# threat pose question



## chris_photo (May 6, 2007)

What causes a mantis to go into threat pose?

I've had two adult mantises so far (California and Perviuan) and I never see them go into a threat pose.

Is there any way I can excite them into doing this?


----------



## OGIGA (May 6, 2007)

I want to find out too. Somebody said before that stroking their wings will do the trick, but I had no success.


----------



## Rick (May 6, 2007)

A perceived threat maybe?


----------



## chris_photo (May 6, 2007)

I see photos of mantids with threat poses. Was it just luck or can they be "trained" to do it on command?


----------



## Rick (May 6, 2007)

> I see photos of mantids with threat poses. Was it just luck or can they be "trained" to do it on command?

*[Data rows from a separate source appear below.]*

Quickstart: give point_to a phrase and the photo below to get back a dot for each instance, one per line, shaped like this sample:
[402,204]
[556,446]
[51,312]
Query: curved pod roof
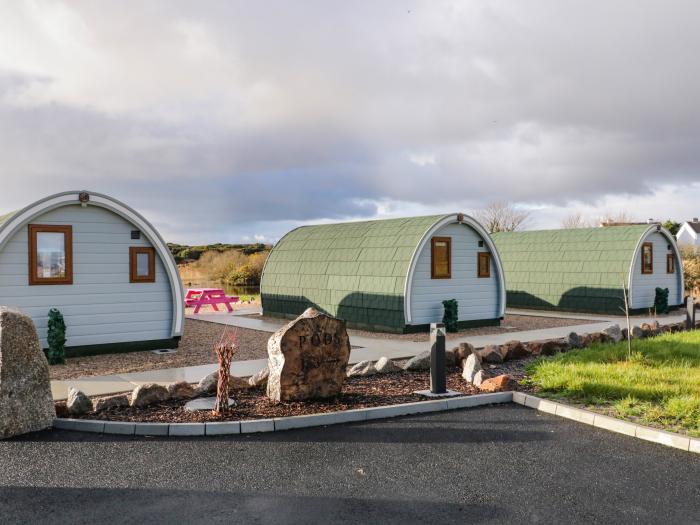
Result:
[10,223]
[345,266]
[597,259]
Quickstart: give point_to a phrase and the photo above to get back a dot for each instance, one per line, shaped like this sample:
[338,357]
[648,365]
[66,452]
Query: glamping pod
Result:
[388,275]
[101,264]
[584,270]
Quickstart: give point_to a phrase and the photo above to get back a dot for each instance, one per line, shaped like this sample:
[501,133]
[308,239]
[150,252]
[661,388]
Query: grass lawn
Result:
[658,386]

If they perceive a threat they will do it. Some individuals are more prone to do it than others. None of my group right now have ever done it but I have had plenty of mantids do it.


----------



## captainmerkin (May 8, 2007)

> > I see photos of mantids with threat poses. Was it just luck or can they be "trained" to do it on command?
> 
> 
> If they perceive a threat they will do it. Some individuals are more prone to do it than others. None of my group right now have ever done it but I have had plenty of mantids do it.

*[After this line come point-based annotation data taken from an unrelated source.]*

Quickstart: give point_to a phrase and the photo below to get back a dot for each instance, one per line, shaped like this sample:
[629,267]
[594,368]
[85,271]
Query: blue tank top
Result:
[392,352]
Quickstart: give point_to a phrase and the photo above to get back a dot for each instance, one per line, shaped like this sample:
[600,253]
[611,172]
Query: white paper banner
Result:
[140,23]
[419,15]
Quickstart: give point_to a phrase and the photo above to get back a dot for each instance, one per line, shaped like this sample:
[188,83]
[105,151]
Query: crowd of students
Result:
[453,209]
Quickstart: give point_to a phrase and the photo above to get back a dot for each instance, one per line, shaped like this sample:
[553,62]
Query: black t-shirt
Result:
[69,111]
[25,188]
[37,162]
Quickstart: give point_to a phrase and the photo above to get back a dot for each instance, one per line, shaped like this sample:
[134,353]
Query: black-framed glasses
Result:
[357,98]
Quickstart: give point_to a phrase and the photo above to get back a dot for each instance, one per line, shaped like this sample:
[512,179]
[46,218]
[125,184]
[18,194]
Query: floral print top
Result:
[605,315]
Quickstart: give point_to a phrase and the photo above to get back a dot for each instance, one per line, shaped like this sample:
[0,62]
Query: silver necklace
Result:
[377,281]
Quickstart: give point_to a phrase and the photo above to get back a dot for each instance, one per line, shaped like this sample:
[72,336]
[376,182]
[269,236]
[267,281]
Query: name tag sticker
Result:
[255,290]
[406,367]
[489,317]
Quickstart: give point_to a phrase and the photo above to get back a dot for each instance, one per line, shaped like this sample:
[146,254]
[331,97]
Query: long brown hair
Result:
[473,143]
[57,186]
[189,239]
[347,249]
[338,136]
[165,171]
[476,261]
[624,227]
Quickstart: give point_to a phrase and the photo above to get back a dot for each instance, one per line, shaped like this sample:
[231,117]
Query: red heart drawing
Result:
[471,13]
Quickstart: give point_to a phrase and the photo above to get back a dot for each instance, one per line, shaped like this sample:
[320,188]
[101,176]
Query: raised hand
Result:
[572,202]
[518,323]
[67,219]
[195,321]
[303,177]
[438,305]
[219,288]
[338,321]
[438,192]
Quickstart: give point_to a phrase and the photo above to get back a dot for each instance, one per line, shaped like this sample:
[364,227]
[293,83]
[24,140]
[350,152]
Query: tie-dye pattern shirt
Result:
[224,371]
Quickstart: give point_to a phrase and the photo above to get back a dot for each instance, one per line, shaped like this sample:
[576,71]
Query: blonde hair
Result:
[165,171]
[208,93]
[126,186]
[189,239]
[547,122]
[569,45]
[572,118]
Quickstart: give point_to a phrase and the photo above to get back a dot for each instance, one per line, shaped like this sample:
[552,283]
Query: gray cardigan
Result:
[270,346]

the only thing that got close to scaring mine enough was the cat, but my cat got more scared than the mantis and ran off looking stupid ( but then again she runs away from my wallet as well)


----------



## chris_photo (May 8, 2007)

I've tried a few things but no luck so far.

I've tried using a mirror in front of her and I also taunted her with a stick. :shock:

Stroking her wings doesn't do a thing either.


----------



## jplelito (May 8, 2007)

One thing I've noticed is mantids kept in enclosures they cannot see out of - these tend to be a lot more easily startled, they look up at you when you open the lid and flatten out as nymphs, and the adults are more prone to going into a deimatic display.

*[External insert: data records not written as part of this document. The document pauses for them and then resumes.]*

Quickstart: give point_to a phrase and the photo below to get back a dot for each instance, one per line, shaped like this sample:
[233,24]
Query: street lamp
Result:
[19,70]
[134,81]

But again some do it, some don't. The easiest ones to get to do the display in my experience have been _Parasphendale agrionina_ and _Cilnia humeralis_ - these latter, even as nymphs, are always getting annoyed and threatening me.

I raised ghost mantids for a while - these play dead but do not perform deimatic displays. Some flower mantids can be induced but it is harder, and to my knowledge _Hymenopus_ is not one of the species that does it. _Creobroter_ and _Pseudocreobotra_ do, though.


----------